Save you from future headache

Hi,

If you have plan for a website to grow steadily from small website to large website that serves the community. In this case which language you will choose for your site to save you from headache of changing it in the near future and just stick with it?

English - English (UK), English(USA) is quite common. Translation in various popular languages is also available on may tools. It may help to popularise it in those countries, where english is not used.

coldfusion

I assume you mean programming language and not the language for the displayed content.

In either case, (x)html will be involved as a minimum.

in terms of ease of scaling up and maintaining your website in the future the best single piece of advice I can offer is to not use tables as your method for building the “skeleton” of your page layout and to use validated html markup and css.

in terms of back-end programming, my skills are in javascript, php and sql and all are fairly easy to scale up or scale down provided you are at least reasonably skilled in using them.

I don’t think it’s the actual language so much that influences scalability and maintenance, it’s the way you design and build your code. Any language, including javascript and php, can be a nightmare to maintain in the future if it wasn’t carefully built in the first place.

I would also discourage developers from using 3rd party wysiwyg or cms applications to build the websites for them unless you really have to.

Imho it is much better to code it up yourself, if you can, so you can customise it totally rather than be restricted by any limitations of 3rd party applications.

PHP Isn’t going anywhere but up and out. It’s growing and expanding every day, it’s the most popular development language on the web. Aside from that, other languages, ie: .ASP and Cold Fusion are oldhat and can not run on any server. They require special softwares on the backend.

Your best bet would be to stick with PHP / MySQL.

HUH ?!?!?

I like PHP and MySQL fine and think its a good choice.

What I’m questioning is the “cannot run on any server”. There are plenty of hosts that support other languages.

And the “special softwares” requirement, well, PHP requires the PHP engine.

(X)HTML and CSS are really a prerequisite for learning how to build, grow and expand a website. Yes you can avoid messing with it these days and still build a website, but you will run into design issues in the future and knowing how to fix them yourself will definitely save you a headache.

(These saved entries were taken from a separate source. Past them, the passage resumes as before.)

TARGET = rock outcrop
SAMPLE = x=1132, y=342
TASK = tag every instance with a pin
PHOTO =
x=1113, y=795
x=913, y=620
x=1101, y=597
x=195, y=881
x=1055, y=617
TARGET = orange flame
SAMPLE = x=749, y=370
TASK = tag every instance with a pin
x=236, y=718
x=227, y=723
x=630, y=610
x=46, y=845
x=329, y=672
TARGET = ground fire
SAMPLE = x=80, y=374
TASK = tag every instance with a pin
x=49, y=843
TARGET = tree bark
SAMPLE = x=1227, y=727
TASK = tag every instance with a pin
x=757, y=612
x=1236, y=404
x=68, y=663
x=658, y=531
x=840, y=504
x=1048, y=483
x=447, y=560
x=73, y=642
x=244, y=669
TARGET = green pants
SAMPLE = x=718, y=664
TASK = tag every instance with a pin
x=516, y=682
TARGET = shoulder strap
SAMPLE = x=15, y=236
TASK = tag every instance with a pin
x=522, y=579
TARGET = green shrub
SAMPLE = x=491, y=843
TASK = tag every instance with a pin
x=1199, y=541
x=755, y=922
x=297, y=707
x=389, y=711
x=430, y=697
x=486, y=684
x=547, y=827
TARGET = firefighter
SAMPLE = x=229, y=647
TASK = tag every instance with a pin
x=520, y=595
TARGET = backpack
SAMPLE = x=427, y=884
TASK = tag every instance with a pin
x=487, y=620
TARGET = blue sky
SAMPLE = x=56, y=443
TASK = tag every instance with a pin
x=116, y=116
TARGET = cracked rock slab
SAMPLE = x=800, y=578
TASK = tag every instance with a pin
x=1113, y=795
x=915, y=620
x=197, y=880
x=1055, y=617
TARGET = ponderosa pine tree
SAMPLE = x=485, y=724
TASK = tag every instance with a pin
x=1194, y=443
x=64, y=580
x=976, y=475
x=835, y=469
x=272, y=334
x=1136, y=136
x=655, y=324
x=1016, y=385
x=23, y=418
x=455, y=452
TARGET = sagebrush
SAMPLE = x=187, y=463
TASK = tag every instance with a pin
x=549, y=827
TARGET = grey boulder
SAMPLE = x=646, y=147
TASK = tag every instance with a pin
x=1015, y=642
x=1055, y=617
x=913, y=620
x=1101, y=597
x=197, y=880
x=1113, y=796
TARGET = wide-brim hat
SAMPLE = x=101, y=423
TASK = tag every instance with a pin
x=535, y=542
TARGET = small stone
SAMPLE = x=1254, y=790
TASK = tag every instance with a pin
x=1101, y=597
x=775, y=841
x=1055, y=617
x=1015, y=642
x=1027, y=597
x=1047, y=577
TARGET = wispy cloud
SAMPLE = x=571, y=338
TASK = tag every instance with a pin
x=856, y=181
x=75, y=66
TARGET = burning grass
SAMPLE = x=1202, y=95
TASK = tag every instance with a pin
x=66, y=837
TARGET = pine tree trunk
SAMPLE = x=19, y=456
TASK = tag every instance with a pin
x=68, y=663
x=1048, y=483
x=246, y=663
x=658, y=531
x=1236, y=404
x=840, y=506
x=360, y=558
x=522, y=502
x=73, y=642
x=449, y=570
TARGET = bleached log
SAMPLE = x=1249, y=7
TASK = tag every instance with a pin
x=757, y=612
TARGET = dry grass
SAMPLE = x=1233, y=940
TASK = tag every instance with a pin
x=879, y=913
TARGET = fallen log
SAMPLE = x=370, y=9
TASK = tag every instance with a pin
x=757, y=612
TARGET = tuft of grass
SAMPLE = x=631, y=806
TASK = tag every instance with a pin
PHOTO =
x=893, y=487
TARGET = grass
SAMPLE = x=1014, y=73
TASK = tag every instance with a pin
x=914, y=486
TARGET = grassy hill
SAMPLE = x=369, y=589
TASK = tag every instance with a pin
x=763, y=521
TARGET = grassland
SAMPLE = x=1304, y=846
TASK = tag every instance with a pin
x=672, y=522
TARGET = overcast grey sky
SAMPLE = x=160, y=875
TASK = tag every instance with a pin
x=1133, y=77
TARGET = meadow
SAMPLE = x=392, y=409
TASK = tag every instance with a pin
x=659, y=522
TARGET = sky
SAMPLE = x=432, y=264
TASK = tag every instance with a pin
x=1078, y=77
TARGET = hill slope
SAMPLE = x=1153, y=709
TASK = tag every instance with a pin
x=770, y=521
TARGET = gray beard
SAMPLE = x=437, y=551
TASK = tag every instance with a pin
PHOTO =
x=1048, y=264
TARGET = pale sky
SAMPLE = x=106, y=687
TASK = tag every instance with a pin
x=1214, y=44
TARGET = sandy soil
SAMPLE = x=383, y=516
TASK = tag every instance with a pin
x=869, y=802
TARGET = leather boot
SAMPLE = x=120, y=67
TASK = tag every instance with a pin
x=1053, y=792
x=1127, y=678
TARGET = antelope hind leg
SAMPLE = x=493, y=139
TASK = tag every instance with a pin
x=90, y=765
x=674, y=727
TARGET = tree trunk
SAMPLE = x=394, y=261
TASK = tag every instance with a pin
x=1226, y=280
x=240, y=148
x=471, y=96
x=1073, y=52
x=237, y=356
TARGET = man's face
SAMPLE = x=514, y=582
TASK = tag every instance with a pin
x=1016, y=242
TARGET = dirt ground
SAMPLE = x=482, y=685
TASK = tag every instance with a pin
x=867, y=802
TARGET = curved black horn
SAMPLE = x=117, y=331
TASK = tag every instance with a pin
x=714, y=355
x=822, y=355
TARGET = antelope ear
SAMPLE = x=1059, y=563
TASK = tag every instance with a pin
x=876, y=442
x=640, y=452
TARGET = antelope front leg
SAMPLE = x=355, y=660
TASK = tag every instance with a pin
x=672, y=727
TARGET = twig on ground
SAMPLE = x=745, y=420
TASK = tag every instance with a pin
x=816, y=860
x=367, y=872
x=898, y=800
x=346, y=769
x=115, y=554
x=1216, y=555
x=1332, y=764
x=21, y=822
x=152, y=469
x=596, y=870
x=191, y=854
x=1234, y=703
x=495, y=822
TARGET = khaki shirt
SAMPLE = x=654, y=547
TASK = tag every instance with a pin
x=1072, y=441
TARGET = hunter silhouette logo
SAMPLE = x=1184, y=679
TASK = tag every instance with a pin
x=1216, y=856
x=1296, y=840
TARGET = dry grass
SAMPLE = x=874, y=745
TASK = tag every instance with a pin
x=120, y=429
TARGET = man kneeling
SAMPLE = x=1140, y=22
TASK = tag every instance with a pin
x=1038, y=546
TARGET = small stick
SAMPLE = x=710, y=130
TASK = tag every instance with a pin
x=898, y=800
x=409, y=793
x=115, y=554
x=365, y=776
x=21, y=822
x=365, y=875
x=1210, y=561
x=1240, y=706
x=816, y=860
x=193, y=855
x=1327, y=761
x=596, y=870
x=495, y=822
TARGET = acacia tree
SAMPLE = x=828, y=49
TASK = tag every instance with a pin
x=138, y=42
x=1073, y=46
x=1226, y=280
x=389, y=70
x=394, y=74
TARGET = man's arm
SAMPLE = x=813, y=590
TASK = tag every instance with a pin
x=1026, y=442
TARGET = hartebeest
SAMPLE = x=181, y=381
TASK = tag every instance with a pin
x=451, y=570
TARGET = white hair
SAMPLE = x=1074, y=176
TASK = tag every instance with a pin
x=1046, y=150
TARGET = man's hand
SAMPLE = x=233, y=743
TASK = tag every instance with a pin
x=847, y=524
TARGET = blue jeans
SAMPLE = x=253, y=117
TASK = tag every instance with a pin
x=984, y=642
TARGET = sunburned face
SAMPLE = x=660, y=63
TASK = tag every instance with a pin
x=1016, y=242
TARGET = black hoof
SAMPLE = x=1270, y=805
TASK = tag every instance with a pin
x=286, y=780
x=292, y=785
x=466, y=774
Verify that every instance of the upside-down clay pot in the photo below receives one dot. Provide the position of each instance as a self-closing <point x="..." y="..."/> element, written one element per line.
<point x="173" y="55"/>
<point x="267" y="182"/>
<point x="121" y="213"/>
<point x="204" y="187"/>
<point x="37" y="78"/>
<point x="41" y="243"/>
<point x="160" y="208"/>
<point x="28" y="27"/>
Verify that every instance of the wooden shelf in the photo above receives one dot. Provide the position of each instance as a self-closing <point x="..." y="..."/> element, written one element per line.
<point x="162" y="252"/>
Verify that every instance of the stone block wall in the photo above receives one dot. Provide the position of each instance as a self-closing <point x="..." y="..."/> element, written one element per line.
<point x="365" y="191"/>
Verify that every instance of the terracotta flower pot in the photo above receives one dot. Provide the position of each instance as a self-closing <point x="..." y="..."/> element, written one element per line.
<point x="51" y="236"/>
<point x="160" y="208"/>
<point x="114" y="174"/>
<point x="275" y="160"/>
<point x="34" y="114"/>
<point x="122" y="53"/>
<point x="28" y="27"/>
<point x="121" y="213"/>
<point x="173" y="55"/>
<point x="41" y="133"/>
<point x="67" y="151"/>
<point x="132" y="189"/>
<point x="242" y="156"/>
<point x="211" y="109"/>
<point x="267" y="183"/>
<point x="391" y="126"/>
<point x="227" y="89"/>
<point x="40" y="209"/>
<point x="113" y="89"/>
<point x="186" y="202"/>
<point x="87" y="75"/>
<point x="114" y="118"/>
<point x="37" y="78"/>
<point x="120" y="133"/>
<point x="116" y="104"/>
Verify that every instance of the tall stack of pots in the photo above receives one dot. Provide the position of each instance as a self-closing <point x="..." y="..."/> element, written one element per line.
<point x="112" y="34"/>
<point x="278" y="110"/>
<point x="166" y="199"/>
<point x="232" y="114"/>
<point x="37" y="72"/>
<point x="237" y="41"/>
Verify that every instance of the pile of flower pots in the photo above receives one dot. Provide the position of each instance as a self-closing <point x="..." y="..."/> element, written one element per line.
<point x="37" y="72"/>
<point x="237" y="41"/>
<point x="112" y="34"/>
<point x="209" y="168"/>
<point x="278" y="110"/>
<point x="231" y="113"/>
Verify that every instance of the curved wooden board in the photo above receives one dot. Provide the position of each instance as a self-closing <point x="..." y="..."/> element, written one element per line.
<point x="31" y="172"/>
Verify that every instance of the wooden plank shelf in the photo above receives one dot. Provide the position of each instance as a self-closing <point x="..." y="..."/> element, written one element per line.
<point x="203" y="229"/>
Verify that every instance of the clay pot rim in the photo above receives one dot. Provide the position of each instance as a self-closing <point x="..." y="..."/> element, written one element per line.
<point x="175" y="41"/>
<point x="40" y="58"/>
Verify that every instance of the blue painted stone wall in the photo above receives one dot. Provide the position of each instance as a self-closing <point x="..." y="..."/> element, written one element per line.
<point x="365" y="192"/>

From a development standpoint, I would make sure you set out exactly what you want your website to offer feature-wise before you start building anything. Most websites do not require a bespoke CMS, but some do - and you will want to find out which CMS is right for you if any right at the start.

There are many CMSs to choose from, each with a different focus. Wordpress for blogging, or ModX for simple sites, or vBulletin for forums, or Drupal for very complex sites, or Silverstripe, or ExpressionEngine… Picking the right tools for your development will save you a lot of time going forward, and a knowledge of the relevant database/language for it will definitely help as well. Many of the most popular scripts are PHP and MySQL based, but ASP, CFM, and other options also have their benefits and specialised tools.